January is officially over. Whether or not it was dry, meat-free and filled with ‘a new me’ ambition, is up for debate. What is true is that as time passes, certain resolutions fall by the wayside. A friend’s February birthday, and suddenly you’re back on the prosecco. A visit to your parents and once again you’re having a series of Sunday roasts on a weeknight. A few new clients due to the fresh month, and your gym membership quickly gathers dust.
But it doesn’t have to be this way; exercise shouldn’t get be an obstacle to more important things. Instead, it can live in harmony with the rest of your daily commitments; fun, invigorating and socially enriching. With all this positivity in mind, here are 5 IDEAL ways to stay motivated when getting fit.
SET MANAGEABLE GOALS
Too much, too soon, all too often leads to ‘too tired to try’ in the exercise game. Just like anything new, appreciate that you won’t be an expert at it right from the start, so it’s best to start slowly and learn the right techniques to enable you to work out successfully, without doing yourself damage and discouraging further commitment to the cause.
By jumping in at the deep end when the shallow one doesn’t even contain water, you’ll find that your body responds negatively; your muscles will ache, and it might be difficult to move properly the next day. This means you won’t want, or may not be physically able, to work out again for a little while. As getting fit is such an incremental undertaking, an early setback risks putting you off entirely. So, don’t overextend yourself at the start; take it slow. Ripped Rome wasn’t built in a day, after all.
…AND SPECIFIC ONES TOO
Exercising simply to ‘lose weight’, ‘get fit’, or ‘be healthy’ is great, sure, but it doesn’t exactly provide you with the motivation you need. Instead, have a real, tangible, measurable, specific goal in mind. Getting fit is wonderful, but in what ways do you want to get fit? These are your goals. You might want to be able to run five kilometres by a certain date or within a certain time; an excellent – and specific – goal. You may want to increase the amount you can lift by the final Sunday of each month; again, an easy to visualise target and a great way to keep the motivation going over time. Enlisting the help of a personal trainer at somewhere like OriGym can help you tailor those specific goals to suit your needs very precisely.
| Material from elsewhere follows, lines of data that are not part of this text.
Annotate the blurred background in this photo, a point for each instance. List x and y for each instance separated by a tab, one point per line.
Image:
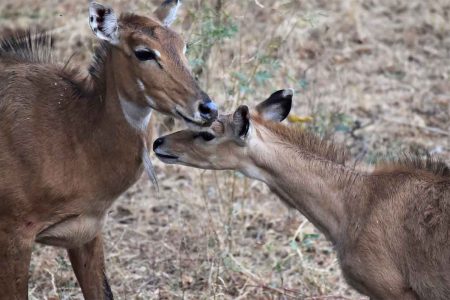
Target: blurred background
373	75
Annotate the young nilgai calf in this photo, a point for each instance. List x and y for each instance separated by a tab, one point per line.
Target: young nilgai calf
70	144
390	228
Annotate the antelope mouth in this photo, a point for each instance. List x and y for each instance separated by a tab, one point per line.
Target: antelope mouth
167	158
189	120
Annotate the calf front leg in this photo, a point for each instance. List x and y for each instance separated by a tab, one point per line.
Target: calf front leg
15	255
88	265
PUSH THROUGH THE EXCUSE BARRIER
There’s always an excuse lurking in the back of your mind, ready to spring its sucker punch and knock you back onto the sofa. But exercise is so habitual, and gets so much more manageable with each completed session, that reverting to these excuses is the enemy of improvement. A little of every day dedicated to keeping fit is eminently possible if you don’t allow excuses to get the better of you.
GUILT TRIP KIT
Most exercise will require at least a pair of trainers, and perhaps other special clothing such as a tracksuit, running shorts, weight-lifting gloves…you get the picture. Although it may seem a little off kilter, having the right kit can be a great psychological trick and motivational tool; giving you the impetus to exercise and guilt tripping you if you’re ready to offer up an easy excuse…’you’ve spent all this money on the kit, so use it’.
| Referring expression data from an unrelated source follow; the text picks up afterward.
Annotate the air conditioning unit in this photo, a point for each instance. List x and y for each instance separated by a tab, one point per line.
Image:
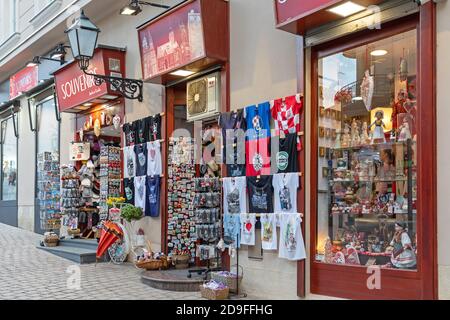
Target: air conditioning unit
203	97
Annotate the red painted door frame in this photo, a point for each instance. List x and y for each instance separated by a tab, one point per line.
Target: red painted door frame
346	281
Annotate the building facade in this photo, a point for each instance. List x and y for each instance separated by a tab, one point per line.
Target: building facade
266	62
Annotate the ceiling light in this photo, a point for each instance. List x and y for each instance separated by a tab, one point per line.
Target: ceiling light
182	73
378	53
347	9
135	7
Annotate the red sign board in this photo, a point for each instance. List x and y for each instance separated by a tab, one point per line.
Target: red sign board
172	41
293	9
23	81
74	87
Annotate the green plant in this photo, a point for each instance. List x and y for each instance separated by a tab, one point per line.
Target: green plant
130	212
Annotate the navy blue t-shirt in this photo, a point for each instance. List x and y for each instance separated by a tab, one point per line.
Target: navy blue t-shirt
153	196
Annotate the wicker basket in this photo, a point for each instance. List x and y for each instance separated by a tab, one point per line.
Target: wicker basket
230	282
214	294
181	261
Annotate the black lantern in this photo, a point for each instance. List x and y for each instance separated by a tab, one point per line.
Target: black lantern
83	36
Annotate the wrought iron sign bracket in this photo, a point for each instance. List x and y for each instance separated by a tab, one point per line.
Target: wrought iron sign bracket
129	88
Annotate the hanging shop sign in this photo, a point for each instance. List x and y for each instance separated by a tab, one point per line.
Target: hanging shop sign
76	91
298	16
191	36
23	81
80	151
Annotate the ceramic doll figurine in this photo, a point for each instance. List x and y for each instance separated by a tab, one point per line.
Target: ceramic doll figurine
378	132
403	256
355	134
345	139
405	132
364	138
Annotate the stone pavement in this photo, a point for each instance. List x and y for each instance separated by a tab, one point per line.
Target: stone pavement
32	274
HONE IN ON THE HEALTH BENEFITS
It’s 2019, and aesthetics matter. We all want to look that touch more toned, there’s no denying. But looking great in Instagram beach snaps shouldn’t be the sole driving force behind your fitness regime. It’s important to focus on the benefits that exercise will be doing to your mind and body too. Regular workouts have been proven to alleviate the symptoms of depression and reduce the risk of chronic disease. Remember it’s not only about looking good but also feeling better and living longer too.